Hazen says the trick is to work with the administration on its own terms. “I like to give examples, especially to younger staffers in Congress, telling them most of the coffee they drink comes from co-operatives around the world. So here’s a programme that is facilitating coffee production around the world, that benefits the US. So we’ll be talking a lot about trade, a lot about national security. We’ll position it as around trade, around security issues, around migration, things like that.”

Before joining the OCDC, Hazen was CEO of NCBA Clusa, and sat on the board of the International Cooperative Alliance. 

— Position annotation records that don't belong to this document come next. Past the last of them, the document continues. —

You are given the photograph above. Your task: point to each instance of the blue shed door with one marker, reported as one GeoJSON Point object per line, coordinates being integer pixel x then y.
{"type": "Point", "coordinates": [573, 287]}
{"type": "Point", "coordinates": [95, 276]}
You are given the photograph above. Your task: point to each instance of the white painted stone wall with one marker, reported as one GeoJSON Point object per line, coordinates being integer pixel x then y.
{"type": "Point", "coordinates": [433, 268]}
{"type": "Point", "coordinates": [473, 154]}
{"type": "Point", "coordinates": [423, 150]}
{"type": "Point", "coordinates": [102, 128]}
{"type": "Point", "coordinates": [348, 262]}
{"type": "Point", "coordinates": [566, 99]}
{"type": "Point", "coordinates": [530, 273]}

“ICA board meetings are hosted in different countries,” he says, “and I would often be invited to visit with a government official and explain the balance that we have in the USA between government support and government involvement in co-operatives. You want good laws that allow co-operatives to be independent and viable businesses. You want to make sure there’s education and training available. You want to make sure that there’s finance and credit available. So those are things that the government can do to enable co-operatives to succeed, versus controlling co-operatives.”

This is a challenge at home too, adds Hazen, pointing to Obamacare, which created consumer-owned health co-ops but included a provision barring them from using any of their government funding for marketing. “That’s an example of bad regulation. Around 20 large consumer owned healthcare co-operatives were organised. They all failed, because that provision did not allow them to go out and market their services.”

Hazen’s focus now is to re-engage with the State Department to start finding a way to implement the CDP. “It’s clear we have support in Congress. The president signed this funding bill, so now they own it, and we will be working to try to get them to actually implement the programme. If that happens, then it’s rebuilding our capacity for development, and it’s going to be different. 

“I think everybody understands that we’re going to have to work smarter and better, probably not going to have as many organisations implementing programmes, and try to be more efficient.”

In terms of future administrations, Hazen thinks there will be a refocus on international development. “As I said, it’ll be different. But I think there’s a real realisation that this diminished role for the US is not good for our own country. 

“It’s fine to take a step back and say, you know, what’s working, what’s not working, and let’s focus on those things that are working. And so I’m hopeful that in the next administration, that the US will step up and retake a place of leadership in the world, but one from a standpoint of mutual respect for others around the world.”

More pressing is the need to lobby on the 2027 budget. “We had bipartisan support in the Congress for co-operatives,” says Hazen, “so I have faith that we can revive the United States’ long commitment to international co-operative development.”